Jackie was a founding member of the Madison Urban League, Friends of South Madison, the Madison NAACP, and Minority Women’s Network. She was also a member of the League of Women Voters, Church Women United and sat on numerous boards and committees. She also was the recipient of several awards, including the Reverend James C. Wright Humanitarian Award, in 1996, the Wisconsin Women of Color Network’s Woman of Achievement Award and the Order of the Eastern Star, Friendship Chapter No. 2 Mother Full of Grace Award, in 2008.
Jackie worked tirelessly for, and in, her community, serving on many boards, sitting on several committees and helping out at the polls on election days. She also volunteered at a multitude of organizations throughout her life, including at Wright Middle School, named after her late husband. Like him, she was a strong advocate for education, specifically for students of color.
She loved her TV watching, as she became less mobile over the last few years … The Price is Right, Let’s Make a Deal, cooking shows on The Food Network, CNN and MSNBC (when the news wasn’t Trump-related), reality singing competitions, The Steve Harvey Show (yep, she was bummed when his show was cancelled this year) and old episodes of Law and Order, watching into the wee hours of the morning. Jackie also loved watching basketball games, especially Steph Curry and the Golden State Warriors. Jackie loved wearing anything sparkly … and she loved her hats!

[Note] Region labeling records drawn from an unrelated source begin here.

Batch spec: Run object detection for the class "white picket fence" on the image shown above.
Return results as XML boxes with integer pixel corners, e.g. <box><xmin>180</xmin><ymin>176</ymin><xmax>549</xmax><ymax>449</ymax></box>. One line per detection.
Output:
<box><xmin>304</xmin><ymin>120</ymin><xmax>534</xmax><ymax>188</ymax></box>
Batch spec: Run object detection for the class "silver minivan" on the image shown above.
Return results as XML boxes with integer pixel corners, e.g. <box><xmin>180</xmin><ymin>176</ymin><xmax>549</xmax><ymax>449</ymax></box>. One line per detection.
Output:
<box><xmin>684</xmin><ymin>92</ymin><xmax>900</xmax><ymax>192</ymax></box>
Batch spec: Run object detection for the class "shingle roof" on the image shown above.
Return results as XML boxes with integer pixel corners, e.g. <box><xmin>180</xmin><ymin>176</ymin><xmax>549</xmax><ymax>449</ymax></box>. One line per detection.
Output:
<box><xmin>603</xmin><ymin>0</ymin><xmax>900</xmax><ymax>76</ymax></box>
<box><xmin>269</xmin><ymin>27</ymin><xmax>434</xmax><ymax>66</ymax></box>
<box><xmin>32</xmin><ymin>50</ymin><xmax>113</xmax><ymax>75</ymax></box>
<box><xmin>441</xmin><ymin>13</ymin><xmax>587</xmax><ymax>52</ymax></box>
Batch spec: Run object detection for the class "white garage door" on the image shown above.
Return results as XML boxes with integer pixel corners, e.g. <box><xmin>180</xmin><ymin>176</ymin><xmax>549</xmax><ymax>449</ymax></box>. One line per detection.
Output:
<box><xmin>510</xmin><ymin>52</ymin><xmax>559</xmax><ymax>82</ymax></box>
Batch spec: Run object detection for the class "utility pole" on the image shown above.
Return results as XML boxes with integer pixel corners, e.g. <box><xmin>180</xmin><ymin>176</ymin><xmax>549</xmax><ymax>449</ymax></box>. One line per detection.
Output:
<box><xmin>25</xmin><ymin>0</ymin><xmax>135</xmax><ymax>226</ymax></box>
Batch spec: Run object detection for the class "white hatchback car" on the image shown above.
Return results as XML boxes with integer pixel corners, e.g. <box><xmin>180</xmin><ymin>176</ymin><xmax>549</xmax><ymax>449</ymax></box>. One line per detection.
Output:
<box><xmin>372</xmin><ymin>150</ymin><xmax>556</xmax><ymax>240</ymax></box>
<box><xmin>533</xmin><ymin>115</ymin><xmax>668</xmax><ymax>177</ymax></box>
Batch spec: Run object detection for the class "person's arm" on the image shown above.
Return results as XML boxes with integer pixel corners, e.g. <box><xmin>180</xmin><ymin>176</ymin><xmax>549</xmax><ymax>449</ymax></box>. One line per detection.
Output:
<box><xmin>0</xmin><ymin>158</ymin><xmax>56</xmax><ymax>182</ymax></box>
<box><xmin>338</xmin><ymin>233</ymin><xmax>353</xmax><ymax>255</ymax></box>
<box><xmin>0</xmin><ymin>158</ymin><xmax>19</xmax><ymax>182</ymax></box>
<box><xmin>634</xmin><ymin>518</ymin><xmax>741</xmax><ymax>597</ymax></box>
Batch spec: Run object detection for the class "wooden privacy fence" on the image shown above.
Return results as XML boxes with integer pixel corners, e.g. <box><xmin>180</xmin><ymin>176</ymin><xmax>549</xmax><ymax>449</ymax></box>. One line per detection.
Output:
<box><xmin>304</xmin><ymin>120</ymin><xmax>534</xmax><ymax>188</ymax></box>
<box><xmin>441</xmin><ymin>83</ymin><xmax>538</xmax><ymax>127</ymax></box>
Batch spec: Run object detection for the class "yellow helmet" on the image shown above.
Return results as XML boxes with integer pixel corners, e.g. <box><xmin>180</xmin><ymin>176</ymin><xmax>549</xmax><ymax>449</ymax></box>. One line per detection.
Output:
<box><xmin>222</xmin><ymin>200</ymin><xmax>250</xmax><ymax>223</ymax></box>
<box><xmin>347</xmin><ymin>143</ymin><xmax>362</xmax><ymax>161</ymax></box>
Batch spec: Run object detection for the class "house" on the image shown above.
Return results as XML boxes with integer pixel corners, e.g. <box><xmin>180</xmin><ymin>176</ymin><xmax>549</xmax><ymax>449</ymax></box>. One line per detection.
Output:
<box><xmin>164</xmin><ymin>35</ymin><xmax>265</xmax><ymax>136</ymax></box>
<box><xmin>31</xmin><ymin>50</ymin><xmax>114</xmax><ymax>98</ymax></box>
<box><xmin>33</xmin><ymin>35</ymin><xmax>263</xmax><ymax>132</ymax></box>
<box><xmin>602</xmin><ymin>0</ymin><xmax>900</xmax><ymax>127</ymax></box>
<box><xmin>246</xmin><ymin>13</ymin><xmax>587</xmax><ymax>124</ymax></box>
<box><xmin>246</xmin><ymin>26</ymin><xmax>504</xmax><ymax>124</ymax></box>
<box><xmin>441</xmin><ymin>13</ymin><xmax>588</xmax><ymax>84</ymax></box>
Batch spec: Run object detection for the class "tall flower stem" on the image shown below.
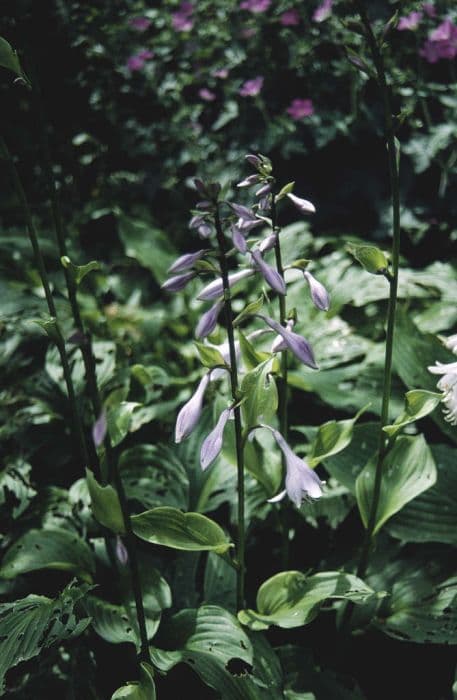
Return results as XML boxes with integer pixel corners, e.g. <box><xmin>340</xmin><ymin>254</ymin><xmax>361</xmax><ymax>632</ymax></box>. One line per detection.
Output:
<box><xmin>214</xmin><ymin>203</ymin><xmax>246</xmax><ymax>609</ymax></box>
<box><xmin>0</xmin><ymin>136</ymin><xmax>89</xmax><ymax>474</ymax></box>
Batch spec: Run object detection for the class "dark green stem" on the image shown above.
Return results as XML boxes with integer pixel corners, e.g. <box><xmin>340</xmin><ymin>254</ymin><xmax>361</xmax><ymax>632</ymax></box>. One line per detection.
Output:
<box><xmin>214</xmin><ymin>204</ymin><xmax>246</xmax><ymax>609</ymax></box>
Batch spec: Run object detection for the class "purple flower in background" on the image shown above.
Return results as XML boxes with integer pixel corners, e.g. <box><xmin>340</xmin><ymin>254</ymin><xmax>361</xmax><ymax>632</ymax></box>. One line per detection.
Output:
<box><xmin>303</xmin><ymin>270</ymin><xmax>330</xmax><ymax>311</ymax></box>
<box><xmin>175</xmin><ymin>374</ymin><xmax>209</xmax><ymax>443</ymax></box>
<box><xmin>287</xmin><ymin>194</ymin><xmax>316</xmax><ymax>214</ymax></box>
<box><xmin>240</xmin><ymin>0</ymin><xmax>271</xmax><ymax>14</ymax></box>
<box><xmin>195</xmin><ymin>301</ymin><xmax>224</xmax><ymax>340</ymax></box>
<box><xmin>198</xmin><ymin>88</ymin><xmax>216</xmax><ymax>102</ymax></box>
<box><xmin>251</xmin><ymin>250</ymin><xmax>287</xmax><ymax>296</ymax></box>
<box><xmin>257</xmin><ymin>314</ymin><xmax>319</xmax><ymax>369</ymax></box>
<box><xmin>129</xmin><ymin>17</ymin><xmax>151</xmax><ymax>32</ymax></box>
<box><xmin>171</xmin><ymin>2</ymin><xmax>194</xmax><ymax>32</ymax></box>
<box><xmin>313</xmin><ymin>0</ymin><xmax>333</xmax><ymax>22</ymax></box>
<box><xmin>160</xmin><ymin>272</ymin><xmax>195</xmax><ymax>292</ymax></box>
<box><xmin>397</xmin><ymin>12</ymin><xmax>422</xmax><ymax>32</ymax></box>
<box><xmin>286</xmin><ymin>97</ymin><xmax>314</xmax><ymax>120</ymax></box>
<box><xmin>200</xmin><ymin>408</ymin><xmax>230</xmax><ymax>470</ymax></box>
<box><xmin>279</xmin><ymin>9</ymin><xmax>300</xmax><ymax>27</ymax></box>
<box><xmin>92</xmin><ymin>411</ymin><xmax>108</xmax><ymax>447</ymax></box>
<box><xmin>238</xmin><ymin>75</ymin><xmax>264</xmax><ymax>97</ymax></box>
<box><xmin>269</xmin><ymin>428</ymin><xmax>323</xmax><ymax>508</ymax></box>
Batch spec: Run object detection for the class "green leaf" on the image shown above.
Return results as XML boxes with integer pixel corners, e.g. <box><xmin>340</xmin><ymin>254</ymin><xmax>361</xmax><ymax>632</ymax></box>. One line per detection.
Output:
<box><xmin>238</xmin><ymin>571</ymin><xmax>374</xmax><ymax>630</ymax></box>
<box><xmin>306</xmin><ymin>404</ymin><xmax>370</xmax><ymax>467</ymax></box>
<box><xmin>0</xmin><ymin>529</ymin><xmax>95</xmax><ymax>582</ymax></box>
<box><xmin>383</xmin><ymin>389</ymin><xmax>443</xmax><ymax>438</ymax></box>
<box><xmin>233</xmin><ymin>296</ymin><xmax>263</xmax><ymax>328</ymax></box>
<box><xmin>86</xmin><ymin>469</ymin><xmax>125</xmax><ymax>534</ymax></box>
<box><xmin>194</xmin><ymin>341</ymin><xmax>227</xmax><ymax>369</ymax></box>
<box><xmin>111</xmin><ymin>661</ymin><xmax>156</xmax><ymax>700</ymax></box>
<box><xmin>346</xmin><ymin>243</ymin><xmax>389</xmax><ymax>275</ymax></box>
<box><xmin>241</xmin><ymin>359</ymin><xmax>278</xmax><ymax>427</ymax></box>
<box><xmin>60</xmin><ymin>255</ymin><xmax>100</xmax><ymax>284</ymax></box>
<box><xmin>0</xmin><ymin>584</ymin><xmax>90</xmax><ymax>694</ymax></box>
<box><xmin>132</xmin><ymin>506</ymin><xmax>233</xmax><ymax>554</ymax></box>
<box><xmin>356</xmin><ymin>435</ymin><xmax>436</xmax><ymax>533</ymax></box>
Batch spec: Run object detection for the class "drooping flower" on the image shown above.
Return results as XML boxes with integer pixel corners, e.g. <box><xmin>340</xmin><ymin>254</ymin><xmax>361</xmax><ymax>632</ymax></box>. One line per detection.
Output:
<box><xmin>265</xmin><ymin>426</ymin><xmax>323</xmax><ymax>508</ymax></box>
<box><xmin>238</xmin><ymin>75</ymin><xmax>264</xmax><ymax>97</ymax></box>
<box><xmin>313</xmin><ymin>0</ymin><xmax>333</xmax><ymax>22</ymax></box>
<box><xmin>287</xmin><ymin>193</ymin><xmax>316</xmax><ymax>214</ymax></box>
<box><xmin>257</xmin><ymin>314</ymin><xmax>319</xmax><ymax>369</ymax></box>
<box><xmin>286</xmin><ymin>97</ymin><xmax>314</xmax><ymax>121</ymax></box>
<box><xmin>251</xmin><ymin>249</ymin><xmax>287</xmax><ymax>296</ymax></box>
<box><xmin>303</xmin><ymin>270</ymin><xmax>330</xmax><ymax>311</ymax></box>
<box><xmin>175</xmin><ymin>374</ymin><xmax>209</xmax><ymax>443</ymax></box>
<box><xmin>200</xmin><ymin>408</ymin><xmax>230</xmax><ymax>470</ymax></box>
<box><xmin>195</xmin><ymin>301</ymin><xmax>224</xmax><ymax>339</ymax></box>
<box><xmin>197</xmin><ymin>269</ymin><xmax>254</xmax><ymax>301</ymax></box>
<box><xmin>397</xmin><ymin>11</ymin><xmax>423</xmax><ymax>32</ymax></box>
<box><xmin>279</xmin><ymin>9</ymin><xmax>300</xmax><ymax>27</ymax></box>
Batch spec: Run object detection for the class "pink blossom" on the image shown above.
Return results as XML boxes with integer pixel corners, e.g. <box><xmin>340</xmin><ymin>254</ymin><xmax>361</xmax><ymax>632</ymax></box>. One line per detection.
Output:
<box><xmin>397</xmin><ymin>12</ymin><xmax>422</xmax><ymax>32</ymax></box>
<box><xmin>240</xmin><ymin>0</ymin><xmax>271</xmax><ymax>14</ymax></box>
<box><xmin>279</xmin><ymin>9</ymin><xmax>300</xmax><ymax>27</ymax></box>
<box><xmin>198</xmin><ymin>88</ymin><xmax>216</xmax><ymax>102</ymax></box>
<box><xmin>238</xmin><ymin>75</ymin><xmax>264</xmax><ymax>97</ymax></box>
<box><xmin>129</xmin><ymin>17</ymin><xmax>151</xmax><ymax>32</ymax></box>
<box><xmin>286</xmin><ymin>98</ymin><xmax>314</xmax><ymax>120</ymax></box>
<box><xmin>313</xmin><ymin>0</ymin><xmax>333</xmax><ymax>22</ymax></box>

As a born again Christian, Mother Jackie Wright loved Jesus with all her heart. She was often seen handing out The Sinner’s Prayer to strangers at church, or while out and about. She frequently visited hospitals to share the gospel of Jesus Christ with patients, encouraging them to give their life to Christ. She was selfless, an abundant giver, was a true example of a Christian and lived her life biblically based. She believed in the gifts of the spirit, and was an avid prayer warrior. Jackie loved her church, Mt. Zion Baptist Church, and her church family. She is a former first lady of the church. She was a member of the Mother’s Board, the Mission’s Ministry, the Rose of Sharon, the Food Pantry and the Mass Choir. Though her health prevented her from attending services over the last couple of years, she continued to listen to sermons online and follow along with scriptures in her bible. She was often heard in her bedroom, praying aloud or singing a favorite hymn.
Jacqueline was a devoted wife, mother, grandmother and great-grandmother. She was preceded in death by her father, Sedalia Turner, her mother, Gerdine Turner, her uncles, Verlee Keaton, James Keaton and Tennie Keaton, an aunt, Gertrude Jackson, and her husband Rev. James C. Wright.
She is survived by her daughter, Deana Wright, her son, Colemon Wright, her grandchildren, Derek Gregory, Britni Chavis and Cosha Wright, her great-grandchildren, Aliana Broadnax and Christian Wright, her brother-in-laws, Jerome Wright (Eunice), William Wright, her nieces, Eunice Wright, Kim Heartley and Angela Wright, her cousins Rennett Smith (Allen), and Junior Turner, and a host of friends.